Aos pés de ambos deitam-se duas alegorias, a Noite e o Dia (Túmulo de Lorenzo de' Medici), o Crepúsculo e a Aurora (Túmulo de Giuliano de' Medici).
Sendo que o Dia e a Aurora são as figuras masculinas e a Noite e o Crepúsculo as figuras femininas, e os rostos das alegorias masculinas estão inacabados, não polidos.
9. As últimas Pietàs
Michelangelo chegou aos últimos anos da sua vida possuindo força física e necessidade de trabalhar, porém, seu espírito carregava inúmeros arrependimentos e tormentos.
Pois chegou à conclusão que durante parte da sua vida percorrera um ideal errado, o ideal de beleza e perfeição na arte e a ideia que através dessa arte se chegaria a Deus.
Assim, seus últimos anos são voltados para a sua outra paixão, o divino, e talvez por isso suas derradeiras obras têm o mesmo tema e foram deixadas inacabadas.
A Pietà e a Pietà Rondanini são dois mármores inacabados, e em especial a Rondanini, é profundamente expressiva e perturbadora.
Como alegoria a todo o sofrimento e espírito turbulento que Michelangelo carregou a vida toda, e em especial nesses últimos anos de vida e criação, ele esculpiu o rosto da Virgem carregando o filho morto, na Pietà Rondanini, com seus próprios traços.
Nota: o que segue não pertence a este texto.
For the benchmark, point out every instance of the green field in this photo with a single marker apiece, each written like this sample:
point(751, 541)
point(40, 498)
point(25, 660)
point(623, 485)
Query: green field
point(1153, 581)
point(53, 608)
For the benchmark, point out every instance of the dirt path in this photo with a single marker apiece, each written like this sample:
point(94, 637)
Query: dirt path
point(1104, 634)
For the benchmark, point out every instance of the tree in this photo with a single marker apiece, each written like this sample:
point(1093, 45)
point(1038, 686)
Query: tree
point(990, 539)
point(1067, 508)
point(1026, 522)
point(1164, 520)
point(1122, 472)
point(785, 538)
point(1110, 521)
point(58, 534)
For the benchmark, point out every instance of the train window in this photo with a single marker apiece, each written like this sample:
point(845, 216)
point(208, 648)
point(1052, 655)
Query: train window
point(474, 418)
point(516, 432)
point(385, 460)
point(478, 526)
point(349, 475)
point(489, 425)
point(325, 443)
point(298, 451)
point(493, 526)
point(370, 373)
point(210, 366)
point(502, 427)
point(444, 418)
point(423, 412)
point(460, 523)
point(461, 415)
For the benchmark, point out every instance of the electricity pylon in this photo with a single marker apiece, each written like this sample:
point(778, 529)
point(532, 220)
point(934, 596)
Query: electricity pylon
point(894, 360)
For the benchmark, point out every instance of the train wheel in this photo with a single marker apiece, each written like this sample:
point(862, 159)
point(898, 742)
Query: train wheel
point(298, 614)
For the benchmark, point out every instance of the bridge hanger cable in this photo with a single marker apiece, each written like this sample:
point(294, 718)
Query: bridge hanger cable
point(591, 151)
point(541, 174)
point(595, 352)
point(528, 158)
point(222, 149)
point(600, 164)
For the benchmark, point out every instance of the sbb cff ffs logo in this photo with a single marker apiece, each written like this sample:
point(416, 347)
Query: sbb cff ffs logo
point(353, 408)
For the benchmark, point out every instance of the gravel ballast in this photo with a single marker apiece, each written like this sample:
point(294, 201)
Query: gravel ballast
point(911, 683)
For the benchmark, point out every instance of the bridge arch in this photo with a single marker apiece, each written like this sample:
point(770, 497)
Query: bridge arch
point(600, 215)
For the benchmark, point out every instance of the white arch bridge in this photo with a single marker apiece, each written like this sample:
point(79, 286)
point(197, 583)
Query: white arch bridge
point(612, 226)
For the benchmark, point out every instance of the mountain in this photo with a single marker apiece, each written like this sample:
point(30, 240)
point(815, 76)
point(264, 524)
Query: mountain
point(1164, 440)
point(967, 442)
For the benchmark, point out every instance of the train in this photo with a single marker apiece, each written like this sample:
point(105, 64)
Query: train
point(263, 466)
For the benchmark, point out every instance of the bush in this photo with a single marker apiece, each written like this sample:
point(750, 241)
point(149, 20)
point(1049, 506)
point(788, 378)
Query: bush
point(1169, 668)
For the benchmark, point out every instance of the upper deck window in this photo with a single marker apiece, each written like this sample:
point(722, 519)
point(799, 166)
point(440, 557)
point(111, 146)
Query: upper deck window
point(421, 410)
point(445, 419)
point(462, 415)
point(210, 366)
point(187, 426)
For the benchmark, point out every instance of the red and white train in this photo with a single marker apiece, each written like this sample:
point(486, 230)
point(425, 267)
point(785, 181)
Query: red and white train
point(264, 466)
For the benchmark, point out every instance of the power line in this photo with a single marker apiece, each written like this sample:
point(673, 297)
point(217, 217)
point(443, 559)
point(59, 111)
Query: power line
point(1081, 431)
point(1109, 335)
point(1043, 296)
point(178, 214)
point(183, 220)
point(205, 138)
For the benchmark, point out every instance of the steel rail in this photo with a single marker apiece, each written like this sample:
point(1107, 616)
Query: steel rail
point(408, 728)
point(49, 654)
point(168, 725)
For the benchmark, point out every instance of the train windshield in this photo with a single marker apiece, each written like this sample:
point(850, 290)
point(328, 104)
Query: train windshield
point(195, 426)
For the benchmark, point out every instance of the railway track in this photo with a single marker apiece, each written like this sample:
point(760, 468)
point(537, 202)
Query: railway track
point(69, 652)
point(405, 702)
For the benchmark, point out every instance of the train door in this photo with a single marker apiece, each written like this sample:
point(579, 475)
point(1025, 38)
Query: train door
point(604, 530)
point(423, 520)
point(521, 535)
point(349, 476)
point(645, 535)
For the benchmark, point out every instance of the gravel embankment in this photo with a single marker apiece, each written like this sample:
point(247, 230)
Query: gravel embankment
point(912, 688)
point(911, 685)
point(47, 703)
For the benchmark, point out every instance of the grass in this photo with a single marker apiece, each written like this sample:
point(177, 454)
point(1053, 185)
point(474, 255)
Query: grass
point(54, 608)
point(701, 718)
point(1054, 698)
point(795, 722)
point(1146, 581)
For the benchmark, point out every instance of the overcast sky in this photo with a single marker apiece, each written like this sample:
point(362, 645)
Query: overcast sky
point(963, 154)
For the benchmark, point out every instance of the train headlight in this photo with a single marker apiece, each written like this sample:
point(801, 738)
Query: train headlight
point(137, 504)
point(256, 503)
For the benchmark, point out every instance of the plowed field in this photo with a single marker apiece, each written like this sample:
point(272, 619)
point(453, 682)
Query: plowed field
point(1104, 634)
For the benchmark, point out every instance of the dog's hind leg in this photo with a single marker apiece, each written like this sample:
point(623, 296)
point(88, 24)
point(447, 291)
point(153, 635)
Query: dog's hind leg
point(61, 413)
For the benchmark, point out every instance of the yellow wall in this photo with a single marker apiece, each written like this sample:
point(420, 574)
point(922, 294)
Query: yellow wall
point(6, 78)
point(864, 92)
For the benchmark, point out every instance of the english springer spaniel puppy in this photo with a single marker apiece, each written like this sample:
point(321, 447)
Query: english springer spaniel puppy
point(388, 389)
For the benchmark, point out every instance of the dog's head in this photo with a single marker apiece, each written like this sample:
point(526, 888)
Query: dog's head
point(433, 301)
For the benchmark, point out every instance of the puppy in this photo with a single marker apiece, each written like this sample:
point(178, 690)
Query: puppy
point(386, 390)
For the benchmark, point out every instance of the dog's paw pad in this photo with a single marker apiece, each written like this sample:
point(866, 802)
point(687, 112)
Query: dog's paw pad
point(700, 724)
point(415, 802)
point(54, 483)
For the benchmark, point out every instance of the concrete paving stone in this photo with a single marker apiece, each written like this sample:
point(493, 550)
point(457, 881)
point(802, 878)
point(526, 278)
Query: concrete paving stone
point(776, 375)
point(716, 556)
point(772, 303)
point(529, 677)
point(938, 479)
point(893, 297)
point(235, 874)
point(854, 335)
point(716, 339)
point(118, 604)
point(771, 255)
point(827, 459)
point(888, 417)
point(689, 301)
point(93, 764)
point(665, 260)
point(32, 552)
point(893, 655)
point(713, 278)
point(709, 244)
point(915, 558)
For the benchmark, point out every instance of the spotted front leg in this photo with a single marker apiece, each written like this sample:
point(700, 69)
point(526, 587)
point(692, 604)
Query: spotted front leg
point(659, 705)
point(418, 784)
Abandonando assim o ideal de beleza humana que o perseguira a vida toda, e dizendo com esta obra que apenas na entrega total a Deus se pode encontrar felicidade e paz.
Em 1564 Michelangelo morreu aos 89 anos, e até ao fim manteve suas capacidades físicas e mentais.
O Papa mostrara vontade de o sepultar em San Pietro, em Roma, mas Michelangelo antes de morrer deixara clara sua vontade de ser sepultado em Florença, de onde partira em 1524, regressando assim à sua cidade apenas depois de morto.